Maybe. I'd be a little reluctant to use a wire wheel on a piece of aluminum that needs to be mated to another and seal. I'd use a Scotch-Brite pad. If you had something like a drill or small hand grinder that makes it much easier than doing it by hand.
The arbors and pads are available at any auto parts store. The pads you can get and any big box store or even grocery store. They are a slick way of cleaning up aluminum automotive intakes for gasket replacement along with any other gasket removal job on cast, steel, ...

https://duckduckgo.com/?q=scotch+brite+pad&t=chromentp&atb=v185-1&ia=web










.


----------



## Oneacer (Jan 3, 2011)

I would not use a wire wheel bench grinder on aluminum.

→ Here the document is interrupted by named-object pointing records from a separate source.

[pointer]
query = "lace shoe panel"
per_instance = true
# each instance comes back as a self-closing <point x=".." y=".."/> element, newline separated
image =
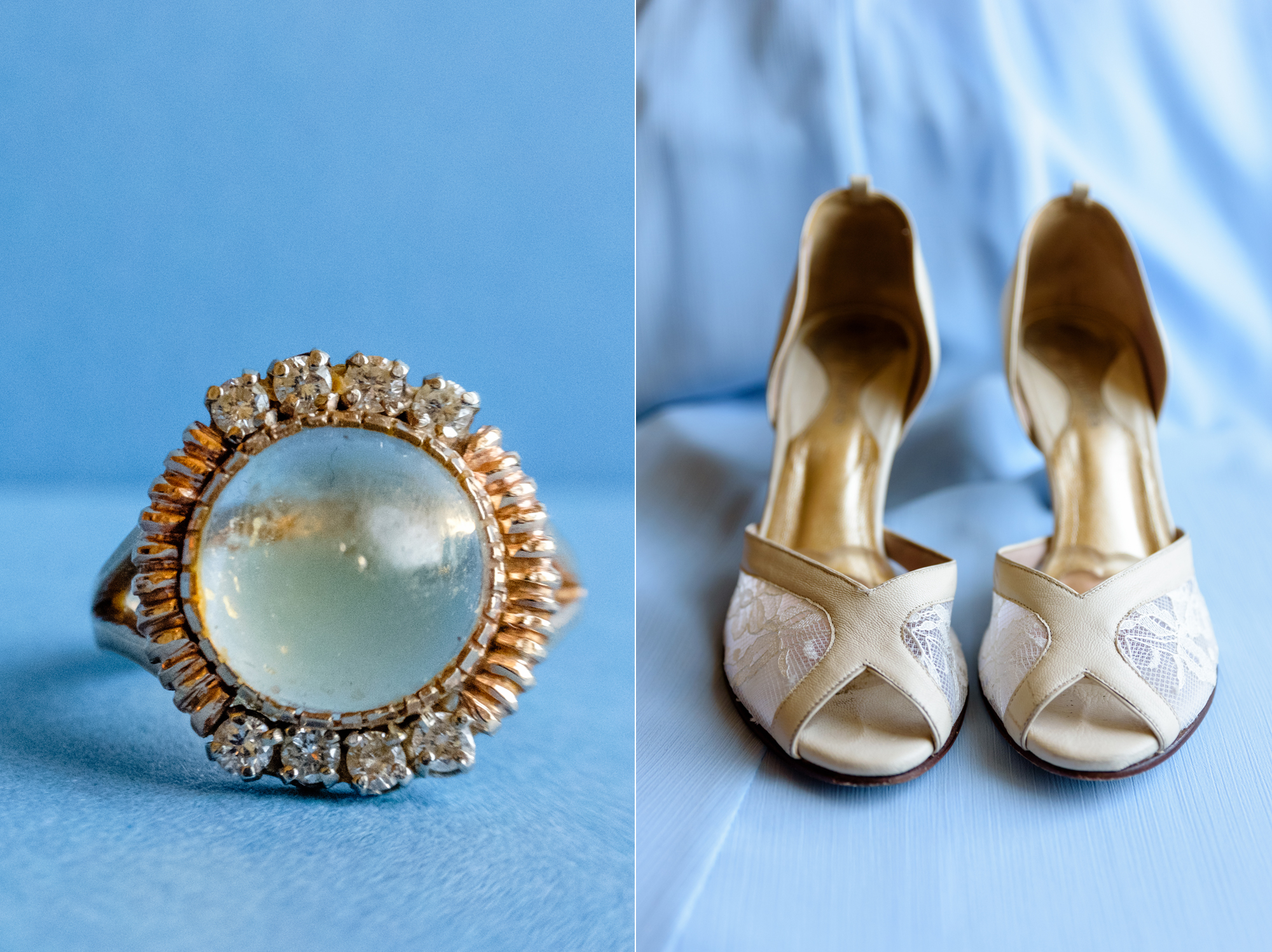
<point x="929" y="637"/>
<point x="1171" y="642"/>
<point x="1013" y="644"/>
<point x="773" y="638"/>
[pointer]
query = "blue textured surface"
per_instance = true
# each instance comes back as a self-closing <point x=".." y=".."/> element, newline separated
<point x="116" y="832"/>
<point x="189" y="190"/>
<point x="972" y="115"/>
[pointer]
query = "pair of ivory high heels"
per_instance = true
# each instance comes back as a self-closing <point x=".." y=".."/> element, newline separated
<point x="1100" y="659"/>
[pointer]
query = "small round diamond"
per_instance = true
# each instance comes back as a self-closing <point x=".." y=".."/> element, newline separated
<point x="241" y="406"/>
<point x="244" y="746"/>
<point x="442" y="743"/>
<point x="311" y="756"/>
<point x="377" y="761"/>
<point x="302" y="383"/>
<point x="376" y="385"/>
<point x="443" y="406"/>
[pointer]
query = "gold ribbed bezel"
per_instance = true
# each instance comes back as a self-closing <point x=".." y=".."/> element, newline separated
<point x="511" y="634"/>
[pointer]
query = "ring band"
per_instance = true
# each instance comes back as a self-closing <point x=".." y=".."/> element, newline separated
<point x="338" y="579"/>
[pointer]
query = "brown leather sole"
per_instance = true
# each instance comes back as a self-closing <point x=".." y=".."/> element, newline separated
<point x="1103" y="774"/>
<point x="830" y="776"/>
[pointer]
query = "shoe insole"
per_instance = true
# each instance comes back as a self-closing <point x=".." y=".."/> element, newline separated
<point x="829" y="503"/>
<point x="845" y="410"/>
<point x="1088" y="396"/>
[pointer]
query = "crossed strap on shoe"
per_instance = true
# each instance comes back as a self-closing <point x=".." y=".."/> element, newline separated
<point x="1143" y="634"/>
<point x="834" y="628"/>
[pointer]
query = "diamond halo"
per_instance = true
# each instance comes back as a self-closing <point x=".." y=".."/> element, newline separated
<point x="429" y="733"/>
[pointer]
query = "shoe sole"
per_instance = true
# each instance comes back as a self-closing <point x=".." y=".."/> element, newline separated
<point x="1103" y="774"/>
<point x="830" y="776"/>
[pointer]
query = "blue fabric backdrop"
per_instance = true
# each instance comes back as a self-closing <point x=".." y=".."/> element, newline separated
<point x="193" y="189"/>
<point x="972" y="115"/>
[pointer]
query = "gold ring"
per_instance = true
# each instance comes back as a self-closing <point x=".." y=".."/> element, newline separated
<point x="339" y="581"/>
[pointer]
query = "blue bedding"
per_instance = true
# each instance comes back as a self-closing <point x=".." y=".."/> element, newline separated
<point x="972" y="115"/>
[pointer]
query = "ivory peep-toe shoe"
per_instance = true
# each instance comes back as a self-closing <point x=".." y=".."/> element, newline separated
<point x="1100" y="659"/>
<point x="844" y="667"/>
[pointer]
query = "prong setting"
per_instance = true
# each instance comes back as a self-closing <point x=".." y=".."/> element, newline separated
<point x="429" y="733"/>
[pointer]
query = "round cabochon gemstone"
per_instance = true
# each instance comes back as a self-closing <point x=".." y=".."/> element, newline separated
<point x="340" y="570"/>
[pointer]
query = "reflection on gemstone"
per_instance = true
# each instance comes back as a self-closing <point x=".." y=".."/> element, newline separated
<point x="340" y="570"/>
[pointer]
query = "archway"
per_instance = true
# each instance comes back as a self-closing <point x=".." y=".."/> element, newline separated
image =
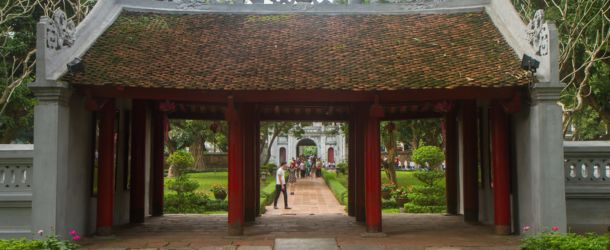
<point x="307" y="146"/>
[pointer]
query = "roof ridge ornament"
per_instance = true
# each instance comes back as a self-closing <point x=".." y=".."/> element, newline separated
<point x="60" y="31"/>
<point x="538" y="34"/>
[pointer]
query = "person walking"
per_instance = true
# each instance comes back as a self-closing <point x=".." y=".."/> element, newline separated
<point x="292" y="178"/>
<point x="280" y="186"/>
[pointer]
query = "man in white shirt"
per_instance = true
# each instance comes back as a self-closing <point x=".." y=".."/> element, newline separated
<point x="280" y="186"/>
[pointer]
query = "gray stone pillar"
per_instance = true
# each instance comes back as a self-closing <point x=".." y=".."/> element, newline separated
<point x="542" y="202"/>
<point x="546" y="179"/>
<point x="51" y="155"/>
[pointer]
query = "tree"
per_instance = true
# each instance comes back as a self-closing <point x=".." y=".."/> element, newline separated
<point x="193" y="134"/>
<point x="17" y="58"/>
<point x="584" y="37"/>
<point x="269" y="131"/>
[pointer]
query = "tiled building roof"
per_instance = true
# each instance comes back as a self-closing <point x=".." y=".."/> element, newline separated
<point x="301" y="51"/>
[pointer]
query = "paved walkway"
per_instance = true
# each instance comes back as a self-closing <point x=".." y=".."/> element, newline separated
<point x="311" y="197"/>
<point x="404" y="231"/>
<point x="317" y="221"/>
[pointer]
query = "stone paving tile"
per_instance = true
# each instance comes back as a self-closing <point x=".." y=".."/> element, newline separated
<point x="254" y="248"/>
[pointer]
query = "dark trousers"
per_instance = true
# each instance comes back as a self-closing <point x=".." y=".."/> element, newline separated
<point x="278" y="189"/>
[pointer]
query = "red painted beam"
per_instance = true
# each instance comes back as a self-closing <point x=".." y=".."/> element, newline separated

I would go lightly with a gasket scraper and touch it lightly with a fine emery cloth. I would also apply a thin gasket sealant to both sides of the gasket.


----------



## tabora (Mar 1, 2017)

thebud said:


> Is it OK to use bench grinder wire wheel to clean up old silicone gasket on auger gear box? Or will that damage it? Or should I get some steel wool? Thanks


 Flat surface? Just use a single-edge razor blade. Groove? Use a double-end toothpick; point for fine groove and broken in the middle for wider groove.

When using a wire wheel/brush, you want to use something softer on the Mohs scale than what you're cleaning. There are virtually no non-precious metals there for aluminum, so you'd end up using a fiber or nylon brush.


----------